A review by spenkevich
Song for the Unraveling of the World: Stories by Brian Evenson

4.0

After all, I already know I am not as stable as I have been led to believe. How hard could it possibly be to no longer be me?

Brian Evenson has a talent for conducting tone while turning the screw of tension and terror until you want to scream out. Song for the Unraveling of the World, winner of the Shirley Jackson Award, is an endlessly enjoyable fright fest that navigates the bleak corners of the human psyche as well as it does monsters and other menace. A girl is born without a face, a man takes shelter in an abandoned home to discover a creature has plans for him, another man spends years walking to avoid a gaze he feels at all times only to discover himself following his younger self, things go missing and all the while minds are coming unraveled. I read this a year ago and some stories still haunt me today.

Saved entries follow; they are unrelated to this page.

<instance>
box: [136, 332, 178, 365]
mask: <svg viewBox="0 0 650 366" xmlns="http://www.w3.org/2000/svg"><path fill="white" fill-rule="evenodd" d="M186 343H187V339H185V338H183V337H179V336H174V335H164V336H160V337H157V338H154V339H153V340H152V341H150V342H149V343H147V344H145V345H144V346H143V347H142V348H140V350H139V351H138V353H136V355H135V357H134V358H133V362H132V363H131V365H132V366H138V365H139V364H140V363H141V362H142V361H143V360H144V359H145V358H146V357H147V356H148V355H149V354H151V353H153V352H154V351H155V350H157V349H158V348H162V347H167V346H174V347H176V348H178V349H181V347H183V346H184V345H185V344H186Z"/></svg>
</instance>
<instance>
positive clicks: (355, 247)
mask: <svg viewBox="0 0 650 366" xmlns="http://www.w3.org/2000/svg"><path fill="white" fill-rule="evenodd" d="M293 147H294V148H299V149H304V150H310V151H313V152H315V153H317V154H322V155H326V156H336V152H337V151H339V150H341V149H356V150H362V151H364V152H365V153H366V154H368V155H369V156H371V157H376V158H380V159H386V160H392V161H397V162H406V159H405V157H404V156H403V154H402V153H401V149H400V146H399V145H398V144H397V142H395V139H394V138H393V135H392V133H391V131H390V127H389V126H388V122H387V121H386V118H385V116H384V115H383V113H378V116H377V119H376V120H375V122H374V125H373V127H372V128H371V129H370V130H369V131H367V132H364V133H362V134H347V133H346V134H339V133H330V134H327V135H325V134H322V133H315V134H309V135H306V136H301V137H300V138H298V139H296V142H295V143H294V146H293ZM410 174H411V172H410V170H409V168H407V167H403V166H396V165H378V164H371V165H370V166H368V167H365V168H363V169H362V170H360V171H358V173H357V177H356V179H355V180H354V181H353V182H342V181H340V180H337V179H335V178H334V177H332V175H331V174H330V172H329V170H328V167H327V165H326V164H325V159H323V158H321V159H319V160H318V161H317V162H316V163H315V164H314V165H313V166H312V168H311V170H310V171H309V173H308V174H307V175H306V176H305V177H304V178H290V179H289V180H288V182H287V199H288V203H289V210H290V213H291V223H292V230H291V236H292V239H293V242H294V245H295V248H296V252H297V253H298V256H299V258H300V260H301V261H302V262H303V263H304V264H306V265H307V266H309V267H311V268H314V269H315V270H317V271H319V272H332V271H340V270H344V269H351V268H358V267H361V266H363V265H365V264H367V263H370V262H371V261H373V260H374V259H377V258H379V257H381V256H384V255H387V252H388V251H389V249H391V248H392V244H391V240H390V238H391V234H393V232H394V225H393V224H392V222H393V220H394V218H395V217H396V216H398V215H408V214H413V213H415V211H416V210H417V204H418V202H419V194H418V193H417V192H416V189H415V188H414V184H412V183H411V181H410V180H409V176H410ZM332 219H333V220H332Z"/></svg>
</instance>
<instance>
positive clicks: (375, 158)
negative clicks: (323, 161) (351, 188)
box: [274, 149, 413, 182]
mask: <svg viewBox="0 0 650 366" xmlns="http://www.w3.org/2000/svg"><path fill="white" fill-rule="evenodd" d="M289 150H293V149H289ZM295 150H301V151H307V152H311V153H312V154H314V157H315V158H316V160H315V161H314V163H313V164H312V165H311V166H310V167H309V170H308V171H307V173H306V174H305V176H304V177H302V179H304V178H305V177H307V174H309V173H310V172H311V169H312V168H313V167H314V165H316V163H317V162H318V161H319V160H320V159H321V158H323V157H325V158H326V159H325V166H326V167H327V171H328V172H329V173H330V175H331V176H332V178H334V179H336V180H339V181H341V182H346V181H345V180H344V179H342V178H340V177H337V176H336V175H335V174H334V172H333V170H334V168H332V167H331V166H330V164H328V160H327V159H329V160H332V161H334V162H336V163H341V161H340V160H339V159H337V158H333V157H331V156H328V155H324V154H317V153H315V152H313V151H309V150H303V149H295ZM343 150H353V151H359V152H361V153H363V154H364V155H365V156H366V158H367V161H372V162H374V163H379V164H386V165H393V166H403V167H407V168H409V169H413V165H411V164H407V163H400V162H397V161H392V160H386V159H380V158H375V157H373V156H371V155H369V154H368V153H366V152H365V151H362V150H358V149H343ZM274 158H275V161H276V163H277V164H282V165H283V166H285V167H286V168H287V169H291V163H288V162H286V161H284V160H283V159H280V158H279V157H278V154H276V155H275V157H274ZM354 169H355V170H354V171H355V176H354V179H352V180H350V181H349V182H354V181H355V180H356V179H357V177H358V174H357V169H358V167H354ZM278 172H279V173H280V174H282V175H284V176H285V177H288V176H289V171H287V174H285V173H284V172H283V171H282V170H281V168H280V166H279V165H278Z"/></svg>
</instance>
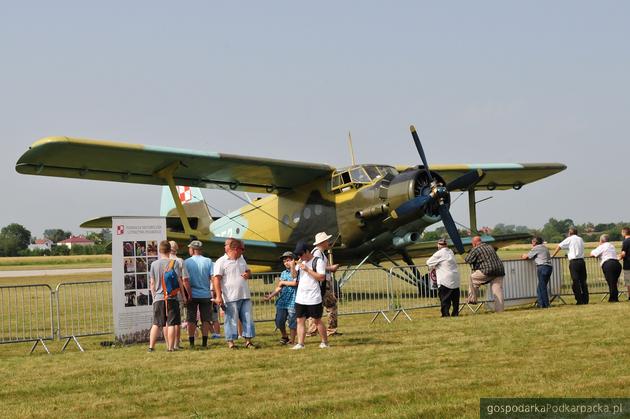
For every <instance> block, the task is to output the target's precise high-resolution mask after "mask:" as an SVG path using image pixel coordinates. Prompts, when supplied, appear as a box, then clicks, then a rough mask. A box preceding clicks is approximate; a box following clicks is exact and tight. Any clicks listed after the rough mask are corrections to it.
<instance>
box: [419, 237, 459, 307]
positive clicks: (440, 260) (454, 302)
mask: <svg viewBox="0 0 630 419" xmlns="http://www.w3.org/2000/svg"><path fill="white" fill-rule="evenodd" d="M427 265H428V266H429V269H434V270H435V273H436V276H437V283H438V295H439V296H440V311H441V312H442V317H450V316H453V317H456V316H458V315H459V271H458V270H457V262H456V261H455V255H454V254H453V251H452V250H451V249H449V248H448V244H447V243H446V239H440V240H438V251H437V252H435V253H434V254H433V256H431V257H430V258H429V259H428V260H427ZM451 306H453V312H452V313H449V311H450V308H451Z"/></svg>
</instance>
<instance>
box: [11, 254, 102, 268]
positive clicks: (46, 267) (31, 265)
mask: <svg viewBox="0 0 630 419" xmlns="http://www.w3.org/2000/svg"><path fill="white" fill-rule="evenodd" d="M111 264H112V256H111V255H75V256H17V257H0V270H21V269H31V268H32V267H37V268H38V269H45V268H46V269H63V268H68V267H70V268H96V267H110V266H111Z"/></svg>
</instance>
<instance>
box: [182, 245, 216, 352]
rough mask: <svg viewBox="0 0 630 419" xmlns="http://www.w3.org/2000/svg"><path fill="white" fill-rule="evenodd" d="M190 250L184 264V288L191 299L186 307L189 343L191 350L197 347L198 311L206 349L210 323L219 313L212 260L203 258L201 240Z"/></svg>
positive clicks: (206, 258)
mask: <svg viewBox="0 0 630 419" xmlns="http://www.w3.org/2000/svg"><path fill="white" fill-rule="evenodd" d="M188 249H189V251H190V254H191V257H189V258H188V259H186V261H185V262H184V266H185V267H186V271H187V272H188V281H185V284H184V286H185V287H186V289H187V291H188V295H190V297H191V299H190V301H189V302H188V304H187V306H186V308H187V319H186V321H187V322H188V342H190V347H191V349H192V348H194V347H195V328H196V327H197V310H199V314H200V316H201V322H202V325H201V335H202V339H203V340H202V344H201V346H202V347H204V348H206V347H207V346H208V332H209V331H210V323H211V322H213V321H217V320H218V313H217V311H216V310H214V307H213V306H212V260H211V259H210V258H207V257H205V256H202V254H201V252H202V249H203V244H202V243H201V242H200V241H199V240H193V241H192V242H190V244H189V245H188ZM213 317H214V318H213Z"/></svg>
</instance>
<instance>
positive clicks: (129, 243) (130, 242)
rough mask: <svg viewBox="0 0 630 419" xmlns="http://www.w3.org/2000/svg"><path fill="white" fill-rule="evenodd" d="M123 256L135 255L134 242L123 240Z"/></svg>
mask: <svg viewBox="0 0 630 419" xmlns="http://www.w3.org/2000/svg"><path fill="white" fill-rule="evenodd" d="M123 256H133V242H123Z"/></svg>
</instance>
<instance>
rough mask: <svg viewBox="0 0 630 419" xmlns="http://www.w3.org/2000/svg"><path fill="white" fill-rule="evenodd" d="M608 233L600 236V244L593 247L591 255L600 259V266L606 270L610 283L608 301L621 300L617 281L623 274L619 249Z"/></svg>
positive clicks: (599, 243) (616, 301) (608, 281)
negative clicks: (608, 235)
mask: <svg viewBox="0 0 630 419" xmlns="http://www.w3.org/2000/svg"><path fill="white" fill-rule="evenodd" d="M609 240H610V238H609V237H608V234H602V235H601V236H600V237H599V246H597V248H595V249H593V251H592V252H591V256H593V257H596V258H598V259H599V263H600V266H601V267H602V271H603V272H604V278H606V282H607V283H608V302H609V303H618V302H619V290H618V289H617V283H618V282H619V276H620V275H621V263H619V261H618V260H617V251H616V250H615V246H613V244H612V243H610V241H609Z"/></svg>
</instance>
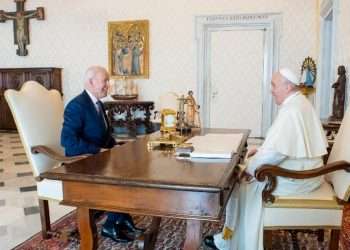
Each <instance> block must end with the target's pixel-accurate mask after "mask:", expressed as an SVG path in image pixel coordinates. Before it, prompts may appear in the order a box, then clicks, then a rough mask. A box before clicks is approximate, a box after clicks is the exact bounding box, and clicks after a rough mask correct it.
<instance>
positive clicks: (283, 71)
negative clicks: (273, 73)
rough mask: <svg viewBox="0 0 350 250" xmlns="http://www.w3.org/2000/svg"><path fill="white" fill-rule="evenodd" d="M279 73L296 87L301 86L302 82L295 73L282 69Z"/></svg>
mask: <svg viewBox="0 0 350 250" xmlns="http://www.w3.org/2000/svg"><path fill="white" fill-rule="evenodd" d="M279 73H280V74H281V75H282V76H283V77H284V78H286V79H287V80H289V81H290V82H291V83H293V84H295V85H299V84H300V81H299V80H298V77H297V76H296V75H295V74H294V72H293V71H291V70H290V69H288V68H282V69H280V70H279Z"/></svg>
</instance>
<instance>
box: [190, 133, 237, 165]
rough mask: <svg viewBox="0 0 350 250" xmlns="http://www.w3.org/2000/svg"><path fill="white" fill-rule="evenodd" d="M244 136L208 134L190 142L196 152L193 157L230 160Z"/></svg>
mask: <svg viewBox="0 0 350 250" xmlns="http://www.w3.org/2000/svg"><path fill="white" fill-rule="evenodd" d="M242 138H243V134H241V133H240V134H206V135H202V136H195V137H192V138H191V139H190V140H188V141H187V142H188V143H192V146H193V148H194V150H193V151H192V152H191V153H190V156H191V157H194V158H196V157H199V158H225V159H230V158H232V155H233V154H234V153H236V152H237V150H238V147H239V145H240V144H241V141H242Z"/></svg>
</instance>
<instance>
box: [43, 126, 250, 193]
mask: <svg viewBox="0 0 350 250" xmlns="http://www.w3.org/2000/svg"><path fill="white" fill-rule="evenodd" d="M208 132H211V133H243V134H244V136H243V139H242V141H241V145H240V146H239V149H238V151H237V152H238V153H237V154H234V155H233V157H232V159H231V161H230V162H216V161H213V160H212V161H209V160H208V161H201V162H195V161H191V160H184V159H177V158H176V157H175V156H174V155H173V154H172V153H169V152H164V151H158V150H153V151H149V150H148V148H147V141H148V140H149V138H150V136H152V135H148V136H146V137H144V138H139V139H137V140H135V141H133V142H129V143H126V144H124V145H122V146H118V147H114V148H112V149H111V150H107V151H104V152H102V153H99V154H96V155H92V156H90V157H87V158H85V159H83V160H79V161H76V162H74V163H70V164H66V165H64V166H61V167H58V168H55V169H52V170H50V171H48V172H45V173H42V174H41V177H43V178H48V179H56V180H63V181H69V180H71V181H83V182H92V183H103V184H112V185H128V186H143V187H154V188H167V189H186V190H195V191H209V192H218V191H220V190H222V189H223V188H225V186H226V185H227V182H228V181H229V180H231V179H232V175H233V174H234V166H236V165H237V164H238V161H239V154H240V153H241V152H242V151H243V150H244V148H245V145H246V142H247V138H248V135H249V132H250V131H249V130H238V129H236V130H234V129H230V130H228V129H202V130H201V133H202V134H203V133H204V134H205V133H208ZM153 136H154V135H153Z"/></svg>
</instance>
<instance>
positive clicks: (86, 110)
mask: <svg viewBox="0 0 350 250" xmlns="http://www.w3.org/2000/svg"><path fill="white" fill-rule="evenodd" d="M108 81H109V74H108V72H107V71H106V69H105V68H103V67H100V66H92V67H90V68H89V69H88V70H87V71H86V74H85V90H84V91H83V92H82V93H81V94H80V95H78V96H76V97H75V98H73V99H72V100H71V101H70V102H69V103H68V105H67V106H66V108H65V111H64V122H63V128H62V133H61V144H62V146H63V147H64V148H65V154H66V156H75V155H82V154H97V153H99V152H100V151H101V149H109V148H112V147H114V146H115V145H116V141H115V140H114V138H113V137H112V133H111V132H112V129H111V126H110V125H109V122H108V119H107V116H106V113H105V110H104V108H103V104H102V102H101V101H100V99H101V98H103V97H105V96H106V95H107V90H108ZM142 232H143V229H139V228H136V227H135V225H134V223H133V221H132V218H131V216H130V215H129V214H124V213H112V212H109V213H108V217H107V220H106V222H105V224H104V225H103V227H102V235H103V236H106V237H109V238H111V239H113V240H115V241H117V242H129V241H132V240H134V239H135V237H136V236H137V235H138V234H140V233H142Z"/></svg>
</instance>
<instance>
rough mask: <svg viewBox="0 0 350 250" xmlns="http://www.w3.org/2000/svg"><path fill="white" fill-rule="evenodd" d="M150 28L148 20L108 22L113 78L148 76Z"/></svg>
mask: <svg viewBox="0 0 350 250" xmlns="http://www.w3.org/2000/svg"><path fill="white" fill-rule="evenodd" d="M148 29H149V23H148V20H136V21H122V22H109V23H108V49H109V52H108V53H109V55H108V57H109V72H110V74H111V77H112V78H114V79H124V78H148V76H149V73H148V72H149V70H148V65H149V64H148V55H149V51H148V49H149V47H148V46H149V45H148Z"/></svg>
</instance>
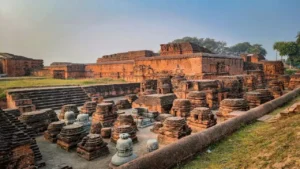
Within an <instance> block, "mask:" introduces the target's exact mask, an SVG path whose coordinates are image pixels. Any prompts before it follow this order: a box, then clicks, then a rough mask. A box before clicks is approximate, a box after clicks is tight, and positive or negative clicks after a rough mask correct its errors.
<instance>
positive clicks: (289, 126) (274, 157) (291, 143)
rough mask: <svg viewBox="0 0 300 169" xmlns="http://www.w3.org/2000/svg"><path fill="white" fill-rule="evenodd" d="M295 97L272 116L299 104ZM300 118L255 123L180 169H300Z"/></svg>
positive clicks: (238, 132) (212, 146)
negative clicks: (277, 120)
mask: <svg viewBox="0 0 300 169" xmlns="http://www.w3.org/2000/svg"><path fill="white" fill-rule="evenodd" d="M299 101H300V97H297V98H296V99H294V100H293V101H292V102H290V103H288V104H286V105H285V106H284V107H282V108H279V109H277V110H275V111H273V112H272V114H276V113H279V112H280V111H281V110H283V109H284V108H286V107H288V106H290V105H292V104H293V103H295V102H299ZM299 140H300V114H297V115H294V116H292V117H289V118H287V119H281V120H279V121H278V122H276V123H263V122H255V123H253V124H251V125H247V126H245V127H243V128H242V129H240V130H239V131H237V132H235V133H234V134H232V135H231V136H229V137H227V138H226V139H224V140H222V141H220V142H218V143H216V144H214V145H212V146H210V147H209V148H208V149H209V150H210V151H211V153H208V152H205V153H203V154H200V155H198V156H197V157H196V158H195V159H194V160H192V161H190V162H188V163H187V164H186V165H183V166H178V167H177V168H183V169H201V168H209V169H236V168H270V169H272V168H287V169H291V168H295V169H296V168H300V141H299Z"/></svg>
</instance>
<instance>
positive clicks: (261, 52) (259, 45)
mask: <svg viewBox="0 0 300 169" xmlns="http://www.w3.org/2000/svg"><path fill="white" fill-rule="evenodd" d="M247 53H253V54H257V55H262V56H266V55H267V51H266V49H264V48H263V47H262V45H261V44H254V45H252V46H251V47H250V48H248V50H247Z"/></svg>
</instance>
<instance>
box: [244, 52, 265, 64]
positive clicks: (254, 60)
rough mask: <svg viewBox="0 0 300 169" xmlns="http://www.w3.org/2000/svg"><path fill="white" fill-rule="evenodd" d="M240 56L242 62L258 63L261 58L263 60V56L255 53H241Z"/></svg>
mask: <svg viewBox="0 0 300 169" xmlns="http://www.w3.org/2000/svg"><path fill="white" fill-rule="evenodd" d="M241 58H242V59H243V60H244V62H251V63H258V62H259V61H261V60H265V57H264V56H261V55H257V54H241Z"/></svg>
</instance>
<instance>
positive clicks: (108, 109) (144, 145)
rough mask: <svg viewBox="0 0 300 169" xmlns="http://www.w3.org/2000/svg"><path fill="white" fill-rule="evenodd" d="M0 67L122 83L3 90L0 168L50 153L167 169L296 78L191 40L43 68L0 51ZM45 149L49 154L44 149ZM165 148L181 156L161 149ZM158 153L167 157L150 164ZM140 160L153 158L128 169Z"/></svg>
mask: <svg viewBox="0 0 300 169" xmlns="http://www.w3.org/2000/svg"><path fill="white" fill-rule="evenodd" d="M0 63H1V64H0V71H1V74H6V75H7V76H26V75H36V76H46V77H52V78H58V79H68V78H113V79H124V80H126V81H127V83H122V84H106V85H101V84H94V85H83V86H64V87H62V86H54V87H40V88H25V89H9V90H7V93H6V97H7V109H3V110H2V108H0V120H1V123H0V138H1V139H0V168H1V167H2V166H4V167H3V168H8V169H10V168H15V169H23V168H28V169H29V168H39V167H43V166H44V165H47V163H48V164H49V163H50V165H51V163H56V162H57V161H56V160H53V159H54V158H57V157H58V158H59V157H61V155H62V151H57V149H58V148H61V149H63V150H65V151H63V153H64V154H63V156H64V157H66V158H68V160H67V162H69V164H67V165H65V166H60V168H66V169H67V168H71V167H74V168H76V167H78V166H79V165H81V164H83V163H82V162H78V161H80V160H82V159H84V160H86V163H88V164H87V165H89V166H90V165H91V166H93V167H95V166H97V167H98V165H99V166H100V165H101V167H103V166H105V167H106V168H107V167H109V168H119V167H121V168H122V166H125V167H124V168H139V167H140V168H168V167H165V166H166V165H169V166H171V164H172V165H174V164H173V163H175V162H181V161H182V160H183V159H187V157H190V156H191V155H193V154H196V153H198V152H199V151H200V150H199V149H200V148H201V147H205V146H207V145H205V146H203V145H202V144H208V143H209V144H210V143H211V142H212V141H209V139H210V140H213V141H217V139H219V138H221V137H223V136H224V135H227V134H228V132H231V131H234V130H231V129H228V128H226V127H228V126H230V127H232V126H233V125H235V126H233V127H232V128H238V127H239V126H238V124H239V123H240V122H241V121H242V122H249V121H250V120H252V121H253V119H254V117H252V116H251V114H250V115H249V112H250V113H252V115H253V114H254V115H255V117H256V116H258V115H260V114H259V113H260V112H266V111H267V110H269V109H270V110H271V108H274V109H275V108H276V106H274V105H279V102H283V101H285V100H287V98H288V97H290V98H294V97H295V96H296V95H295V94H294V93H296V92H298V93H299V91H300V89H299V88H297V87H298V86H299V85H300V73H296V74H295V75H292V76H289V75H284V67H283V63H282V62H281V61H267V60H265V58H264V57H262V56H259V55H255V54H243V55H241V56H226V55H222V54H215V53H212V52H211V51H209V50H208V49H206V48H204V47H200V46H198V45H196V44H193V43H178V44H162V45H161V50H160V54H156V53H154V52H152V51H149V50H142V51H130V52H125V53H117V54H112V55H105V56H103V57H102V58H98V59H97V63H94V64H75V63H69V62H54V63H52V64H51V65H50V66H45V67H43V61H42V60H34V59H29V58H25V57H22V56H16V55H12V54H6V53H0ZM289 90H293V91H289ZM298 90H299V91H298ZM292 96H293V97H292ZM276 98H280V99H277V100H273V99H276ZM272 102H276V104H274V103H272ZM264 104H269V105H267V106H264ZM270 104H272V105H271V106H270ZM280 104H281V103H280ZM282 104H283V103H282ZM282 104H281V105H282ZM260 105H263V106H260ZM81 106H82V107H81ZM262 107H263V108H262ZM277 107H278V106H277ZM298 107H300V106H296V107H295V108H294V109H297V110H298V109H299V108H298ZM253 108H256V109H253ZM265 109H267V110H265ZM258 110H259V112H255V111H258ZM251 111H252V112H251ZM253 112H254V113H253ZM289 112H290V111H288V112H286V113H289ZM286 113H285V114H283V115H287V114H286ZM257 114H258V115H257ZM243 115H244V116H243ZM248 115H249V116H248ZM254 115H253V116H254ZM245 118H253V119H245ZM236 119H240V120H239V121H236V122H234V120H236ZM241 119H243V120H241ZM222 124H224V126H226V127H225V128H224V127H220V126H221V125H222ZM208 128H210V129H208ZM207 129H208V130H207ZM221 130H222V131H221ZM223 130H224V131H223ZM202 131H206V132H203V133H201V134H203V135H198V133H199V132H202ZM214 131H217V133H214V134H210V135H209V134H208V133H212V132H214ZM192 133H193V134H192ZM205 134H208V135H209V136H205ZM229 134H230V133H229ZM212 136H213V138H215V140H214V139H212ZM41 138H42V139H43V140H40V139H41ZM182 138H185V139H182ZM198 138H201V139H198ZM196 141H197V142H196ZM206 141H207V142H206ZM39 142H42V144H40V145H42V146H43V147H39V146H40V145H38V144H37V143H39ZM173 143H178V144H173ZM183 143H184V144H183ZM50 144H54V145H56V148H57V149H55V148H54V149H53V148H49V149H48V147H47V146H49V145H50ZM168 144H170V145H169V146H166V145H168ZM178 145H180V150H178ZM191 145H193V146H192V147H191ZM45 146H46V148H45ZM164 146H166V147H164ZM172 146H173V147H172ZM184 146H190V147H184ZM164 148H165V149H164ZM45 149H47V151H46V152H48V151H49V152H51V153H53V159H50V160H49V156H45V157H46V159H47V160H48V161H46V162H44V161H43V160H42V159H43V158H44V156H43V155H42V154H43V150H45ZM173 150H177V151H178V152H180V151H182V150H184V152H180V153H177V152H176V153H167V152H168V151H173ZM196 150H197V151H198V152H195V151H196ZM149 152H151V154H150V153H149ZM156 152H157V153H156ZM161 152H163V153H161ZM55 153H59V155H58V156H56V154H55ZM71 153H73V154H72V155H71ZM148 153H149V154H148ZM185 153H186V155H185ZM68 154H70V156H69V157H68V156H67V155H68ZM74 154H76V156H73V155H74ZM165 154H173V156H172V157H173V158H176V159H177V161H176V160H175V162H173V161H174V159H173V158H169V159H163V158H159V156H161V155H165ZM174 154H175V155H174ZM147 155H148V156H147ZM140 156H142V157H140ZM145 156H147V157H149V159H151V158H152V159H160V160H158V161H153V160H152V161H151V160H149V161H151V165H147V166H146V167H145V166H138V167H137V165H139V164H146V163H147V159H148V158H143V157H145ZM51 158H52V157H51ZM73 158H74V159H73ZM79 158H80V160H78V159H79ZM81 158H82V159H81ZM145 159H146V160H145ZM97 160H99V161H97ZM139 160H141V161H143V160H144V161H143V162H144V163H143V162H141V161H139ZM172 160H173V161H172ZM58 161H59V160H58ZM70 161H71V162H70ZM94 161H96V165H95V163H93V162H94ZM136 161H139V162H136ZM128 162H131V163H128ZM84 164H85V163H84ZM68 165H73V166H71V167H70V166H68ZM162 166H163V167H162ZM105 167H104V168H105Z"/></svg>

What works best is the way Evenson compounds details upon details, slowly revealing a little more but always hinting much more lurks just unread around the turn of each page. While this can occasionally feel incomplete, it is precisely this feeling of dangling at the precipice that evokes so much horror and dread—the monster unseen is always more horrific than the one seen because it can shapeshift to fit any horror in your imagination and the unknown can seem like an infinite space for terror. These stories are great fun and Evensons twists ensnare you like a monster leaping out from the darkness, consuming you with every wonderfully written passage. Great reading for a spooky evening.

4/5

But this is not that kind of story, the kind meant to explain things. It simply tells things as they are, and as you know there is no explanation for how things are, at least none that would make any difference and allow them to be something else.